People queue in front of Silicon Valley Bank’s headquarters to withdraw their funds on March 13, 2023 in Santa Clara, California.
Liu Guanguan | China news service | Getty Images
The Securities and Exchange Commission and the Department of Justice are investigating how Silicon Valley Bank became the second largest banking collapse in US history, the Wall Street Journal reported on Tuesday.
The probes, which are separate and in a preliminary phase, include examining stock sales made by SVB executives before the collapse of the tech-focused bank, the Journal reported, citing people familiar with the matter.
The demise of Silicon Valley Bank, as well as crypto-focused Signature Bank, in recent days prompted extraordinary bailouts from regulators and caused a financial shock that rattled markets, particularly regional bank stocks. In addition to safeguarding deposits at SVB and Signature Bank, federal regulators also announced an additional funding facility for troubled banks.
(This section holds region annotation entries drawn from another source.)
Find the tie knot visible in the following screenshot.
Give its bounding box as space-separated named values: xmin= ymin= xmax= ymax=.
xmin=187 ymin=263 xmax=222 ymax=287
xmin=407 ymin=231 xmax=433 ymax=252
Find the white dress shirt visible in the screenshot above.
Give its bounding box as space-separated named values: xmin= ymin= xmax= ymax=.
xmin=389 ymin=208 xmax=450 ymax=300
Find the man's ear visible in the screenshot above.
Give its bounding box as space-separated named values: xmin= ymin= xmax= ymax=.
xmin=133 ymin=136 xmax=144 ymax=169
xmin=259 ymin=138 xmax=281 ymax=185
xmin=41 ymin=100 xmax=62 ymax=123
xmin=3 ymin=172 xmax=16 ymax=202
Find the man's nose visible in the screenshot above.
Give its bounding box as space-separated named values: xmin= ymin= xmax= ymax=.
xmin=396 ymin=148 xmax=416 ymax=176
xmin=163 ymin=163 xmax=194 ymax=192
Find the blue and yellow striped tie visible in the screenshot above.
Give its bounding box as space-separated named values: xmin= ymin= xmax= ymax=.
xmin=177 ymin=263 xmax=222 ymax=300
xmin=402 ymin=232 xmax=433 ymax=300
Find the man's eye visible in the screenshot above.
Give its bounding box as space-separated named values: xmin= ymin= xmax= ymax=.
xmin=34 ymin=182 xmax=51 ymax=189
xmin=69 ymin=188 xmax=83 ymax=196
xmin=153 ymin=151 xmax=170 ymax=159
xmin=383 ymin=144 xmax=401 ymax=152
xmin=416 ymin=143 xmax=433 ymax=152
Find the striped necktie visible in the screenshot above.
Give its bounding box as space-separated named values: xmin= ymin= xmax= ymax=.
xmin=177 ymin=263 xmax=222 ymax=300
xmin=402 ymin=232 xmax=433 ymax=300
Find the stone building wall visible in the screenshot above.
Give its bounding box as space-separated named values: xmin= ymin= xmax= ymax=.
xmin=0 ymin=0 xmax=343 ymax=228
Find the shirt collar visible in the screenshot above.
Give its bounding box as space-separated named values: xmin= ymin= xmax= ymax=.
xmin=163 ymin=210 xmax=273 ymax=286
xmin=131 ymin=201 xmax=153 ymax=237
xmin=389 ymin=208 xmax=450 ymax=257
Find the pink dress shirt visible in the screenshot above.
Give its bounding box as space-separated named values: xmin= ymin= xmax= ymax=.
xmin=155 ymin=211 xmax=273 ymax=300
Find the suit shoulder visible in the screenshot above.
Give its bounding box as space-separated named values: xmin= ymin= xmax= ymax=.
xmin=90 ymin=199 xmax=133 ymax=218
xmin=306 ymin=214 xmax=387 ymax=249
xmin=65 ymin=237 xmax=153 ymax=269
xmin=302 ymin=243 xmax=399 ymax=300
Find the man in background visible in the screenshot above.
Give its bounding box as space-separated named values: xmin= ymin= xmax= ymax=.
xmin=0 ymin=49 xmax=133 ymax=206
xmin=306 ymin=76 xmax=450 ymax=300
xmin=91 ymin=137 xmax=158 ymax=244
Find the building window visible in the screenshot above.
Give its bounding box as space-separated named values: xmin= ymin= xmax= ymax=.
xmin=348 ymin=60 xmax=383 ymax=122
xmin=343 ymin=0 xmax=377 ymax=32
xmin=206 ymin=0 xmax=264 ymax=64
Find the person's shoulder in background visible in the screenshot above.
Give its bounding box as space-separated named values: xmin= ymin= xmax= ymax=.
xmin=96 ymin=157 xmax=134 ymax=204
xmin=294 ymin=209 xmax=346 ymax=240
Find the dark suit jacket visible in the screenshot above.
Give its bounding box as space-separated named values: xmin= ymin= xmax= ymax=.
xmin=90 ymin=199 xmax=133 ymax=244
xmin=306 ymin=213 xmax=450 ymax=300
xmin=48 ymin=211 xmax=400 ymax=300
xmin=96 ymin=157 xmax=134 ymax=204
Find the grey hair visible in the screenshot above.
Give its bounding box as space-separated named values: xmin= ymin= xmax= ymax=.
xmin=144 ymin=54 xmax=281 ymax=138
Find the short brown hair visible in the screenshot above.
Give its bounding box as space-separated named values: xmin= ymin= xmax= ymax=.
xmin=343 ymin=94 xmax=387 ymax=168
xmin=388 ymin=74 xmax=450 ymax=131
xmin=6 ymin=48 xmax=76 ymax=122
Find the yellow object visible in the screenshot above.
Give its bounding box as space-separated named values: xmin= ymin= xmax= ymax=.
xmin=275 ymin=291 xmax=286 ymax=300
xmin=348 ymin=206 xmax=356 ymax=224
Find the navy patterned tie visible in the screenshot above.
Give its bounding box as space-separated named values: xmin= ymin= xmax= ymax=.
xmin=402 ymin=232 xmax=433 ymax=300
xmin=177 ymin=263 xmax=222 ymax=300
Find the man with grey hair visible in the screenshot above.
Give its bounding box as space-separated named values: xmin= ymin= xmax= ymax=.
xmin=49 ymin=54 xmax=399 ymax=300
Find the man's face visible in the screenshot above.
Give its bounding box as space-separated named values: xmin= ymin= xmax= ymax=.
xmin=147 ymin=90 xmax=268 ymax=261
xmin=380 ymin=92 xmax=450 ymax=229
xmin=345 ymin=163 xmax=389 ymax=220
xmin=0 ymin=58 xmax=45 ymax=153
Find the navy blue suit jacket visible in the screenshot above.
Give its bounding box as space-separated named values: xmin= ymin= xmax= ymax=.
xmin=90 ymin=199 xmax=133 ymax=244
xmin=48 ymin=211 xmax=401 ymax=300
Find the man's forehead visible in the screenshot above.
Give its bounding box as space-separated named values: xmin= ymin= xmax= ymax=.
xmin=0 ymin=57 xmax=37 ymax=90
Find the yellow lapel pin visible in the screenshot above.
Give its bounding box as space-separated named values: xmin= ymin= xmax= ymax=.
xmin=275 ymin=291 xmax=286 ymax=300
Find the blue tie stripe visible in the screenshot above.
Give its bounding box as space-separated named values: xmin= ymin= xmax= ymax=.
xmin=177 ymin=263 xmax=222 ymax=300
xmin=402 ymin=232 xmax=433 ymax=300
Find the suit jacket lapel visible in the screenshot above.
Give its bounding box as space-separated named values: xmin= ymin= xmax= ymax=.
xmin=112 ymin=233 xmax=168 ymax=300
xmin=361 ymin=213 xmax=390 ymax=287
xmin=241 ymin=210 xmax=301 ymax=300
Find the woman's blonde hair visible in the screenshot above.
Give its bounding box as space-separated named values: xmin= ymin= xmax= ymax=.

The SEC and the Justice Department did not immediately respond to CNBC’s request for comment.
SVB CFO Daniel Beck sold 2,000 shares of SVB Financial on Feb. 27, the same day that CEO Gregory Becker exercised options on 12,451 shares and sold them, regulatory filings show. The sales were made under pre-planned insider trading arrangements known as 10b5-1 plans. The WSJ said Beck and Becker did not respond to calls for comment.
CNBC reported Monday that regulators may make a second attempt to sell the failed SVB after the weekend’s auction ended in naught.